The phrase ‘remote watering’ takes on a new meaning on Duane Kent’s farm.
Kent lives in Beiseker (northeast of Calgary) but also has a four-quarter pasture more than 500 kilometres away in Biggar, Sask.
The site has no natural surface water and it would cost $30,000 to bring in electrical power. So he relies on a solar-powered stationary waterer to service the 100 cow-calf pairs he runs on a two-paddock rotational grazing system.
“It’s been fairly reliable,” said Kent. “You’ve got to realize it’s not a walk-away system. You do have to pay attention to it, but at the cost, we couldn’t even begin to run power there.”
The well and piping were already in place when he bought the land, but the previous owners were at the mercy of their water pump. It only kicked in when trough levels were low and meant that water ran out quickly in the case of a problem.
Kent has since added 3,000 gallons of storage on site, enough for a one-day grace period should he need to make the drive. He’s also strategically placed cameras on the pasture and synced the water system controls to his smartphone.
“One issue that we ran into is if we get too much solar, the pump doesn’t like too high of voltage and it would lock up,” he said.
The problem is quickly fixed by turning the pump off and on — save for the fact it’s in another province.
“A five-hour drive to take 10 seconds to flip the switch on and off is not a lot of fun,” said Kent. “Now, this season, we’ve added a control system that has relays I can control over the internet.”
Solar panels have also seen an upgrade this year. The system previously had 12 panels producing up to 750 watts but improved solar technology has allowed him to swap those dozen panels for just four (which produce 1,000 watts). The change will help deal with those hot but cloudy days when demand for water is high and solar energy is low, he said.
A battery backup was also added this year and is able to run the system for two days without sunlight.

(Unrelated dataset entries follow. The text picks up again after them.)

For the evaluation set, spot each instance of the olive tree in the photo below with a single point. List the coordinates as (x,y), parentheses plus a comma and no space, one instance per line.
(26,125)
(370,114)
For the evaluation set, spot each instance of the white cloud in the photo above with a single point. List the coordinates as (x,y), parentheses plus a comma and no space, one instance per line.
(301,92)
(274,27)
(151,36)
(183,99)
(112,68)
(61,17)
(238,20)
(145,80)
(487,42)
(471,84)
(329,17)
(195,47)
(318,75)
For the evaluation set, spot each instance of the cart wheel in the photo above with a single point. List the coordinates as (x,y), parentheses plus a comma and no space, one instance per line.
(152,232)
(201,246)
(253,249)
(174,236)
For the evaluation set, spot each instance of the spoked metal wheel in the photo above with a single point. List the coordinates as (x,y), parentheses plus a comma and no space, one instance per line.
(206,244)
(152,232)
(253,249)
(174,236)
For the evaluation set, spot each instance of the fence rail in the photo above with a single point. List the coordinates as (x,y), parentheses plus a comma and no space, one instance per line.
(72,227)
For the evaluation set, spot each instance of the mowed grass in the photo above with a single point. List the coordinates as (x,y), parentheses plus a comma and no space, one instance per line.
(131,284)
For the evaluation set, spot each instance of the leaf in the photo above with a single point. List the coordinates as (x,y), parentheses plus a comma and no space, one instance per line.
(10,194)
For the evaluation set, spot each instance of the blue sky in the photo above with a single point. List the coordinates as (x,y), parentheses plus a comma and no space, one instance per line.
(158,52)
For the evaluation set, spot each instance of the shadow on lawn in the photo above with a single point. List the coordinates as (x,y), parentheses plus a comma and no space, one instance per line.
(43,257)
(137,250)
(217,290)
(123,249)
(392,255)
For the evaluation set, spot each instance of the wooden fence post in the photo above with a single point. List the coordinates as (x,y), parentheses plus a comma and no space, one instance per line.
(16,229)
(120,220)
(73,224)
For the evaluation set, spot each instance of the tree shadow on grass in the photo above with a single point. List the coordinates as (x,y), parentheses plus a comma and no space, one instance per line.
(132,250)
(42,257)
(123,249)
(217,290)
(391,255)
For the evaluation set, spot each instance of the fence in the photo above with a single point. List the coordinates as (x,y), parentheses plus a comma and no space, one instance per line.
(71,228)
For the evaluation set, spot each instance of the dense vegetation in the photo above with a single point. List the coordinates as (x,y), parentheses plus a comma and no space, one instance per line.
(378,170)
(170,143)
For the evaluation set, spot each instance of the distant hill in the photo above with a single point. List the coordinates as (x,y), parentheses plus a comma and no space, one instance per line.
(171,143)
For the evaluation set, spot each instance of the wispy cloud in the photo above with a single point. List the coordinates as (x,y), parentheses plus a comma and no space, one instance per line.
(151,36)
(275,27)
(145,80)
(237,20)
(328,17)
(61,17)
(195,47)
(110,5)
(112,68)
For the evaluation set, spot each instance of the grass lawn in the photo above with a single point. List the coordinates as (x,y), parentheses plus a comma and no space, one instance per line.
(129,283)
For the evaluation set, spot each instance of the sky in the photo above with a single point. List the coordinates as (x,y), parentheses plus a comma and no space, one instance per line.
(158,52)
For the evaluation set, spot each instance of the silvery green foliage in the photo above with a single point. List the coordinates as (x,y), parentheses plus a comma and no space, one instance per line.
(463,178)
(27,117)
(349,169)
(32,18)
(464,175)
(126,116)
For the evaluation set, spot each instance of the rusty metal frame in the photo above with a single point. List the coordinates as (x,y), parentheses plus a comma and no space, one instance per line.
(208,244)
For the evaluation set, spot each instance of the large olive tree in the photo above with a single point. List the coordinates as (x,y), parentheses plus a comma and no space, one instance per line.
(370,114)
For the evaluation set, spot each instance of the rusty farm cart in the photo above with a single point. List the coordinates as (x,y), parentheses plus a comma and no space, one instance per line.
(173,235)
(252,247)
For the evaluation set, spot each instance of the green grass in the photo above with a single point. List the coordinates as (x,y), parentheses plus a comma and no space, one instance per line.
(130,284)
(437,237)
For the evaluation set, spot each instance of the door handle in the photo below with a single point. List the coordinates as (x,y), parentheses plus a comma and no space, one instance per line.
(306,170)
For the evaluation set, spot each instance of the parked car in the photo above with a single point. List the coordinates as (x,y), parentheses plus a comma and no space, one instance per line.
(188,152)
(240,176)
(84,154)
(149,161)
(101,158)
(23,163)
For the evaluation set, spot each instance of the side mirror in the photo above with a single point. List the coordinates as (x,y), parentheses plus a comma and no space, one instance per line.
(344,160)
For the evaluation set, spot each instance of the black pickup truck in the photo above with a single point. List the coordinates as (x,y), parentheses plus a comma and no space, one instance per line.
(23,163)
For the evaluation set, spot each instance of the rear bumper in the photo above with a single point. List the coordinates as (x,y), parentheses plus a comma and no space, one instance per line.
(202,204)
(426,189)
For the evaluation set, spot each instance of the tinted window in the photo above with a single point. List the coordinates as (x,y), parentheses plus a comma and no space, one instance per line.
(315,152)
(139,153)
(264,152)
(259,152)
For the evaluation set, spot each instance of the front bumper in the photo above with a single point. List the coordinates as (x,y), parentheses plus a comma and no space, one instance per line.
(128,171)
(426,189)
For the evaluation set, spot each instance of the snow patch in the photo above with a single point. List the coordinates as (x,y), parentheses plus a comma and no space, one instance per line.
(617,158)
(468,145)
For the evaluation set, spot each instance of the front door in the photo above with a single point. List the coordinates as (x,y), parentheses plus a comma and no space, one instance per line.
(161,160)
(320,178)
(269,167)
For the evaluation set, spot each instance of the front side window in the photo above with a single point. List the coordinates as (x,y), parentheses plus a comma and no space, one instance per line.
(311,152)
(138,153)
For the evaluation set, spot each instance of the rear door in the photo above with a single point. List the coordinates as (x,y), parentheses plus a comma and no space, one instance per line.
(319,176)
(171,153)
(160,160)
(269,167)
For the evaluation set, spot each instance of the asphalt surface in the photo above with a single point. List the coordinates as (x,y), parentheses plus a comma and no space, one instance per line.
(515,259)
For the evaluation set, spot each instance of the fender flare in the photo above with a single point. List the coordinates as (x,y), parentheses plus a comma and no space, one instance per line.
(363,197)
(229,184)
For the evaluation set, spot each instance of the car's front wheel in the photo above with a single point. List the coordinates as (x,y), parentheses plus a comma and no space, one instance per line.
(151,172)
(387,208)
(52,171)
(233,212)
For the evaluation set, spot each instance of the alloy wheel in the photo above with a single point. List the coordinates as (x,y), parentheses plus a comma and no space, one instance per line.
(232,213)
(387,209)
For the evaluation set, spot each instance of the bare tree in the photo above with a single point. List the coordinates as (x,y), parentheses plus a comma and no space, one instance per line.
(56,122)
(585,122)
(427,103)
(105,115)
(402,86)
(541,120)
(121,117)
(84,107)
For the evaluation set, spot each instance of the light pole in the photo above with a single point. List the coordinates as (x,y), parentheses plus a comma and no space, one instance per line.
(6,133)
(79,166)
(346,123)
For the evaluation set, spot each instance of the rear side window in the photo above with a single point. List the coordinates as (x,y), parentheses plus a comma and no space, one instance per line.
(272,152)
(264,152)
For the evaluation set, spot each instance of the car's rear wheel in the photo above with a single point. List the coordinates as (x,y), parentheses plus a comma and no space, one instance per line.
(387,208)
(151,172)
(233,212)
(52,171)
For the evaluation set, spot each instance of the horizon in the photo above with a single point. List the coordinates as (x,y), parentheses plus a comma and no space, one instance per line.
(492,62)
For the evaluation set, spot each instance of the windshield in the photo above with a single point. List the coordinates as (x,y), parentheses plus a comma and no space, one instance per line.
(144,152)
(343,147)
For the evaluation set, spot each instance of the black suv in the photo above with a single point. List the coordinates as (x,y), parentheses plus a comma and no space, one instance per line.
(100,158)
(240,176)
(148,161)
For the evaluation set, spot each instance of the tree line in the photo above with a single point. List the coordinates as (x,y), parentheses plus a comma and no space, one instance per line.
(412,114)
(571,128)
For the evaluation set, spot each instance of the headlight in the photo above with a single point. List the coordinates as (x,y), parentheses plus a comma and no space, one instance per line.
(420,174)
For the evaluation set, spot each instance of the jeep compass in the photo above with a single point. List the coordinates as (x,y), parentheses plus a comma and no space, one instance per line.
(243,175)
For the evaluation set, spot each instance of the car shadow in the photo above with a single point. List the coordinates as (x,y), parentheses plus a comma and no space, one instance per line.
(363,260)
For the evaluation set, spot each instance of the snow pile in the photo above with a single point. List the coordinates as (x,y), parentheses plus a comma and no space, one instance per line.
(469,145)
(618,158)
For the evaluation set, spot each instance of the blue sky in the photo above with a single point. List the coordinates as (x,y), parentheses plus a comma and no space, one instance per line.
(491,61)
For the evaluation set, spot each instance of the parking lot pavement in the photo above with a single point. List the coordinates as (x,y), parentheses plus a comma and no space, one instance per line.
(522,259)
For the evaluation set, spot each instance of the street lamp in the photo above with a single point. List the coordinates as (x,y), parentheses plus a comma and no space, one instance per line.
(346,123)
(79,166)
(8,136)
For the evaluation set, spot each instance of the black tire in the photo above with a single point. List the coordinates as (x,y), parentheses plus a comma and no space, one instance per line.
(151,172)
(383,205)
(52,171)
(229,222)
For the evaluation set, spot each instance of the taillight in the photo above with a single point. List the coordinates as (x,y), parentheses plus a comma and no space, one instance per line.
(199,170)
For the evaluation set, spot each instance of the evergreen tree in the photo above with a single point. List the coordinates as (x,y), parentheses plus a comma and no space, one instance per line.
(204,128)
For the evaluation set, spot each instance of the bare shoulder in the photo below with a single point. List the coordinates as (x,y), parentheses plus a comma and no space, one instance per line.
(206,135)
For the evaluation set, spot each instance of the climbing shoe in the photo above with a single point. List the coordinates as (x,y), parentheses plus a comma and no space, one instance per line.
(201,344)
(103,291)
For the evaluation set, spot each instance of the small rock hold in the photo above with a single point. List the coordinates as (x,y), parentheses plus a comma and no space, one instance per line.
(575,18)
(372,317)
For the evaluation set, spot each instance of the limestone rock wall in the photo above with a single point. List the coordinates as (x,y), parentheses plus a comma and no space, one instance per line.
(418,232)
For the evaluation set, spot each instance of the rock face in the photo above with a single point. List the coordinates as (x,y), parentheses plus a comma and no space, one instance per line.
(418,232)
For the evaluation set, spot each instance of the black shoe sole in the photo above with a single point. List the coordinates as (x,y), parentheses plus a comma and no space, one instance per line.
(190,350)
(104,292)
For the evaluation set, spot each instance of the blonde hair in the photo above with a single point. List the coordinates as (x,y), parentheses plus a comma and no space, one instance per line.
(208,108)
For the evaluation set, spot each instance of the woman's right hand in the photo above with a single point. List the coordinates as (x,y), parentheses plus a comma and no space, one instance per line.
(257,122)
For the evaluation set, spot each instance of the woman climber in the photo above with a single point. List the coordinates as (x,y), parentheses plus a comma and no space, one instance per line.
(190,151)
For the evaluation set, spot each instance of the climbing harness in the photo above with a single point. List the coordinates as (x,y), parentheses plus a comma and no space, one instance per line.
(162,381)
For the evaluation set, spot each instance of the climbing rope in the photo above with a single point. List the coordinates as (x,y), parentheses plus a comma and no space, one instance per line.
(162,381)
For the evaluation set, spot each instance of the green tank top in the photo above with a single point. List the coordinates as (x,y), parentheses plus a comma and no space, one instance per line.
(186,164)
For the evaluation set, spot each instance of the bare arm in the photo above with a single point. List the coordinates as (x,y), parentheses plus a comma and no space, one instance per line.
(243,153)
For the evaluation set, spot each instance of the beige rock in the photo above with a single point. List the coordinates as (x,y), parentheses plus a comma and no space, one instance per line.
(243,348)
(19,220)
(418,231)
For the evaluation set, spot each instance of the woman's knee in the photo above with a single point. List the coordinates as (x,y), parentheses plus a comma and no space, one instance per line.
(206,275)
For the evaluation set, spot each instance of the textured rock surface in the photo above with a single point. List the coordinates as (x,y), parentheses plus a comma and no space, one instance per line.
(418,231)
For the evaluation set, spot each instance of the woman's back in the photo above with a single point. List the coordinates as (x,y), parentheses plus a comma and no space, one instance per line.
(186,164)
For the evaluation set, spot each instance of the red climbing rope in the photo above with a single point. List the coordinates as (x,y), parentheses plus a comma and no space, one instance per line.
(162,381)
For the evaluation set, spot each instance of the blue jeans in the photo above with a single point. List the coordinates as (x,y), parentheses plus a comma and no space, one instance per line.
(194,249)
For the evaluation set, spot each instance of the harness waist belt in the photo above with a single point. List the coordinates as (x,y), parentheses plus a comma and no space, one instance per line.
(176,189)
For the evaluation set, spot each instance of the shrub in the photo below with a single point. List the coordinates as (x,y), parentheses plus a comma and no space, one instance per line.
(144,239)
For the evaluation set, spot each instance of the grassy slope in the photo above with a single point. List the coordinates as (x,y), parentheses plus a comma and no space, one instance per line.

“The nice thing about the well is we’re not worried about water quality,” Kent said. “This year was bad. There were a lot of dry areas and salt in the water in the dugouts and that became pretty bad.”
In fact, for some it was tragic. Poor dugout water quality is believed to have killed more than 200 cattle (worth $300,000) in southern Saskatchewan in July. The deaths occurred at the height of this summer’s drought. Tests found the water contained lethal levels of sulphate and high levels of dissolved solids.